Opening night of THE BIG CONSTRUCTION SITE of ELFRIEDE JELINEK

Opening night of THE BIG CONSTRUCTION SITE of ELFRIEDE JELINEK

Director: Ivica Buljan

Music: Mitja Vrhovnik Smrekar

Costumes: Ana Savić Gecan

Acting: Ella Besnaïou, Benoît Bregeault, Sylvain Delcourt, Marielle Guerber, Baptiste Guiton, Richard Pinto, Tiphaine Rabaud Fournier, Philippe Tlokinski, Jeanne Vimal

production: Mini teater, Slovenia
co-production: Comedie de Saint Etienne
, France

The French national theatre Comédie de Saint-Etienne prepared the opening night of the performance The Big Construction Site which took place three evenings in a row: on June 6, June 7, and June 8. This project created by Ivica Buljan is a unique occurrence. It consists of the staging of Snow White, The Sleeping Beauty, Rosamunde and Jackie from the cycle Dramas of Princesses and of the dramas Goodbye and Bambiland. This eight-hour long spectacle is built from theatre of words, burlesque, political activism, Vienna cabaret and performance. The Big Construction Site of Elfriede Jelinek  was presented at Comédie de Saint-Etienne, at Théâtre Andrezieux and in Paris theatres Théâtre du Rond Point and Centre dramatique national de Montreuil. In the end of June, the cycle will be presented in Croatia within the festival Karantena in Dubrovnik and within Gorica Evenings at Velika Gorica, while in Slovenia it will be hosted by Mini teater in Ljubljana, on Saturday, June 28th, in Ljubljana Castle.


Bambiland

Elfriede Jelinek wrote Bambiland a few months after the beginning of the war in Iraqi. The title insinuates to an amusement park built in Požarevac by Marko Milošević, and to the Babilan magazine whose editor was Uday Hussein. The text is not spoken by drama characters but it is organised as a block or a spring whose sources are difficult to recognize. In her ludistic side text (stage instructions) Elfriede Jelinek indicates the inter-textual character of work, where the inspiration of Aeschylus' Persians assembles with Nietsche's philosophy, or most of all with different discourses – ideological, technological, logistic and media, especially those delivered by CNN in the first months of the Iraqi war.   
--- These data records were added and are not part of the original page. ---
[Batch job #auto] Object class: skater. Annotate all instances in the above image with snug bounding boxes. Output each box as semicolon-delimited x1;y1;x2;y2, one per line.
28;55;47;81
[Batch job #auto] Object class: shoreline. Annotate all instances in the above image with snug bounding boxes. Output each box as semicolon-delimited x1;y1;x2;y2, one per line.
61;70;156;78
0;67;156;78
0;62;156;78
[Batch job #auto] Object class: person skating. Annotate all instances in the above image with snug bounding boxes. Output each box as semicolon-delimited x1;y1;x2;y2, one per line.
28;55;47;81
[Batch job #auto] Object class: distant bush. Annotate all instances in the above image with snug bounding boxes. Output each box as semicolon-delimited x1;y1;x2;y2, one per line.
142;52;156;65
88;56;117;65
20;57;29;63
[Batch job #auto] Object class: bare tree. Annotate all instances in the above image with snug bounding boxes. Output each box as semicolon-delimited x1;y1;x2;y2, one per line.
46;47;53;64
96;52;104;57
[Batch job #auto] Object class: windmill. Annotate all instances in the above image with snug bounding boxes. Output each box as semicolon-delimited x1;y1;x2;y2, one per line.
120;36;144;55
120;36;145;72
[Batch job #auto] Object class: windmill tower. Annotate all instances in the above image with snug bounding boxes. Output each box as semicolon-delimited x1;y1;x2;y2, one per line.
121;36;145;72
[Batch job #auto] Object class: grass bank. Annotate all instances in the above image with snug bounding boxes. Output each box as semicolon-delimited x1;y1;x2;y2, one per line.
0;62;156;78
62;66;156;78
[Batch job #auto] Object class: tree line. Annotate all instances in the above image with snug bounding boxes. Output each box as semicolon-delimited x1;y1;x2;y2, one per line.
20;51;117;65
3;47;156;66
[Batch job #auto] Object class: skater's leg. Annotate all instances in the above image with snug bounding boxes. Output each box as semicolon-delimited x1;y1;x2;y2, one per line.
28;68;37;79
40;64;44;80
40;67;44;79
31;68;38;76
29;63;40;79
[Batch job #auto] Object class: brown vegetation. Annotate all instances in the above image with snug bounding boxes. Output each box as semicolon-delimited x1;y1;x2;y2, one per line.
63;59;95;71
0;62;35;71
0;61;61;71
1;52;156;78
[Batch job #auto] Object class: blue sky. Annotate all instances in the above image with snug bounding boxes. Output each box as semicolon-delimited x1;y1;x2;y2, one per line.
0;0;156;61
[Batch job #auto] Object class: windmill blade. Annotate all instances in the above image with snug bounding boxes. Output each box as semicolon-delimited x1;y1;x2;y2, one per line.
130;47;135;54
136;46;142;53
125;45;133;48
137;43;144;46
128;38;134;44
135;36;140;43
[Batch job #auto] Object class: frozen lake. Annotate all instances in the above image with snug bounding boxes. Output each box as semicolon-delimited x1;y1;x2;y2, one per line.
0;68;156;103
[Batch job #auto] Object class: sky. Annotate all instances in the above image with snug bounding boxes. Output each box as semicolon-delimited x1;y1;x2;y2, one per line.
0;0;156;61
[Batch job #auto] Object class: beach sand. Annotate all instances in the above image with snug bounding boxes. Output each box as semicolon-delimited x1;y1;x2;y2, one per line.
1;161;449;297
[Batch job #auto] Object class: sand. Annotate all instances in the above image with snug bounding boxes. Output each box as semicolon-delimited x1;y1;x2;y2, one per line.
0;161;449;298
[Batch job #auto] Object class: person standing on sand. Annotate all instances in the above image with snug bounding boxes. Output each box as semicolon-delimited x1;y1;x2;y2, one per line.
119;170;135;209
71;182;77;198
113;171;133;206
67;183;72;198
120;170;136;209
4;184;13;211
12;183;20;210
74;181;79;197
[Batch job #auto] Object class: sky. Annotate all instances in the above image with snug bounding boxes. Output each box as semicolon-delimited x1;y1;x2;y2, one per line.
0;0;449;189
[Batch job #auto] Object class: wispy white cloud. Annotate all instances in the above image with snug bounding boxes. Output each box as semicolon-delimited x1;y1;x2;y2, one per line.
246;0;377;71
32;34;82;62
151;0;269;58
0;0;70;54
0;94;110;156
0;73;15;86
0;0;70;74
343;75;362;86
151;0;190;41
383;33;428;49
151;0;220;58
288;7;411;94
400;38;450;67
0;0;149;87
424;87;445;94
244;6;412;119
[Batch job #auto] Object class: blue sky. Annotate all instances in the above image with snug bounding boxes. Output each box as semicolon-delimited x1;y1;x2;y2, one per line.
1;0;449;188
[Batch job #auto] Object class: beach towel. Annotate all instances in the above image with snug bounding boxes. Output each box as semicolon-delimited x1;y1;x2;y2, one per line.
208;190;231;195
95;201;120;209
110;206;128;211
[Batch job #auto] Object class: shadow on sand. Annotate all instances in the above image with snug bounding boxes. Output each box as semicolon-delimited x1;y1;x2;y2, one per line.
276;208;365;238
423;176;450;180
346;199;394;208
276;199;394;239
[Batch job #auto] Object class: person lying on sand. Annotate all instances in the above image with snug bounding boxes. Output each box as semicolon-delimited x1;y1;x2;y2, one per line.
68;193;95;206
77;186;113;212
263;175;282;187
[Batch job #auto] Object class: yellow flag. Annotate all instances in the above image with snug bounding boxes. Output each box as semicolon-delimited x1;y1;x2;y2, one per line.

Using heterogeneous material Jelinek creates her perhaps most personal drama text. In it, there is this unlucky collision of an antique army anticipating the defeat, and a modern superpower worshipping two gods – oil and television. The characters parading across Bambiland are Bush jr., Dick Cheney, trained dolphins, children in front of cameras, the Sun God and the Angel of History – all trapped within the maize of future; there are also weapon traders, yet the true heroes are the tanks and the most perfect missiles – some sophisticated military devices superior to mankind. The text stream pumps its material from the registers passing over from sublime to banal, from tragic to comic. As if the Vergil's wheel started madly to spin around in high speed. Everything in this bitter score is non-real, wild and sick, everything: from the humour of the Viennese cabaret to the American variety show scenes.